Accuracy of Single Decision Tree: 1.0000
Accuracy of Bagging Classifier: 1.0000


8. Write a Python program to:
● Train a Random Forest Classifier
● Tune hyperparameters max_depth and n_estimators using GridSearchCV
● Print the best parameters and final accuracy

In [6]:
from sklearn.datasets import load_iris
from sklearn.ensemble import RandomForestClassifier
from sklearn.model_selection import train_test_split, GridSearchCV
from sklearn.metrics import accuracy_score

# Load the Iris dataset
iris = load_iris()
X = iris.data
y = iris.target

X_train, X_test, y_train, y_test = train_test_split(X, y, test_size=0.3, random_state=42)

rf = RandomForestClassifier(random_state=42)

param_grid = {
    'n_estimators': [50, 100, 150],
    'max_depth': [None, 3, 5, 7]
}

grid_search = GridSearchCV(estimator=rf, param_grid=param_grid, cv=5, n_jobs=-1)
grid_search.fit(X_train, y_train)

# Get the best parameters
best_params = grid_search.best_params_

best_model = grid_search.best_estimator_
y_pred = best_model.predict(X_test)
accuracy = accuracy_score(y_test, y_pred)
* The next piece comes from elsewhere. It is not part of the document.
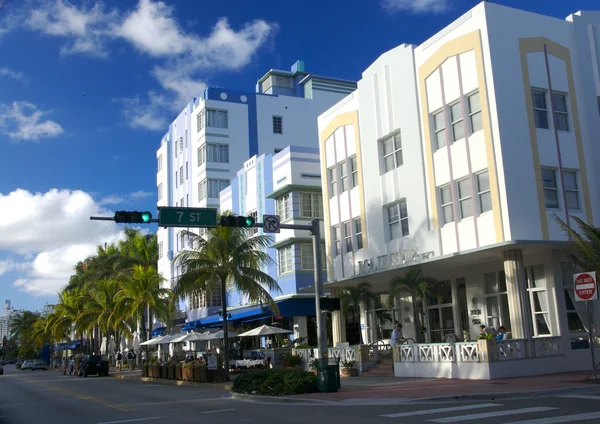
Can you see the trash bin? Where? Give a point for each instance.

print("Best Parameters:", best_params)
print(f"Test Set Accuracy: {accuracy:.4f}")

Best Parameters: {'max_depth': None, 'n_estimators': 100}
Test Set Accuracy: 1.0000


10. You are working as a data scientist at a financial institution to predict loan
default. You have access to customer demographic and transaction history data.
You decide to use ensemble techniques to increase model performance.
Explain your step-by-step approach to:
● Choose between Bagging or Boosting
● Handle overfitting
● Select base models
● Evaluate performance using cross-validation
● Justify how ensemble learning improves decision-making in this real-world
context.

1. Choosing Between Bagging or Boosting

Bagging (Random Forest) → reduces variance, stable baseline.

Boosting (XGBoost/LightGBM) → reduces bias, captures complex patterns.

2. Handling Overfitting

Limit tree depth, min samples per leaf.

Use regularization and early stopping.

Perform cross-validation to monitor performance.

3. Selecting Base Models

Use decision trees for flexibility and non-linear patterns.
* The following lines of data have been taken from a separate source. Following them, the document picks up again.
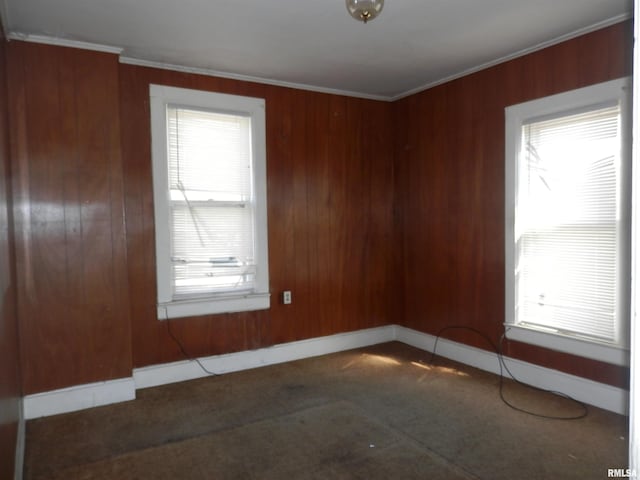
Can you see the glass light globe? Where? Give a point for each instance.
(364, 10)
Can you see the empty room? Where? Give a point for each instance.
(349, 240)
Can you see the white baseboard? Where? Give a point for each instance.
(188, 370)
(593, 393)
(79, 397)
(20, 443)
(104, 393)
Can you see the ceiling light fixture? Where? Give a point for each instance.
(364, 10)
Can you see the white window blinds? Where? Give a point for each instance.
(567, 224)
(211, 205)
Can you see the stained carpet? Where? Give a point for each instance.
(381, 412)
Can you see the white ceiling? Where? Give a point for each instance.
(315, 44)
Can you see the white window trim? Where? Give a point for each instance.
(515, 116)
(259, 298)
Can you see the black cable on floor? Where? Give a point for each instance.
(503, 367)
(182, 349)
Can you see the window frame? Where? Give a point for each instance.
(160, 97)
(567, 103)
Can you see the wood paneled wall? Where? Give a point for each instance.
(330, 210)
(449, 158)
(73, 297)
(10, 388)
(365, 199)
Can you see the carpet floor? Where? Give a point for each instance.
(381, 412)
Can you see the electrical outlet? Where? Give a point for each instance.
(286, 297)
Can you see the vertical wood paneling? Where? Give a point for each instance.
(70, 252)
(449, 155)
(10, 388)
(329, 190)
Optionally combine with logistic regression for stacking.

4. Evaluating Performance

Use k-fold cross-validation.

Metrics: Accuracy, Precision, Recall, ROC-AUC.

5. Justification for Ensemble Learning

Combines multiple models → reduces errors.

Provides more reliable loan risk prediction.

Supports better financial decisions and risk management.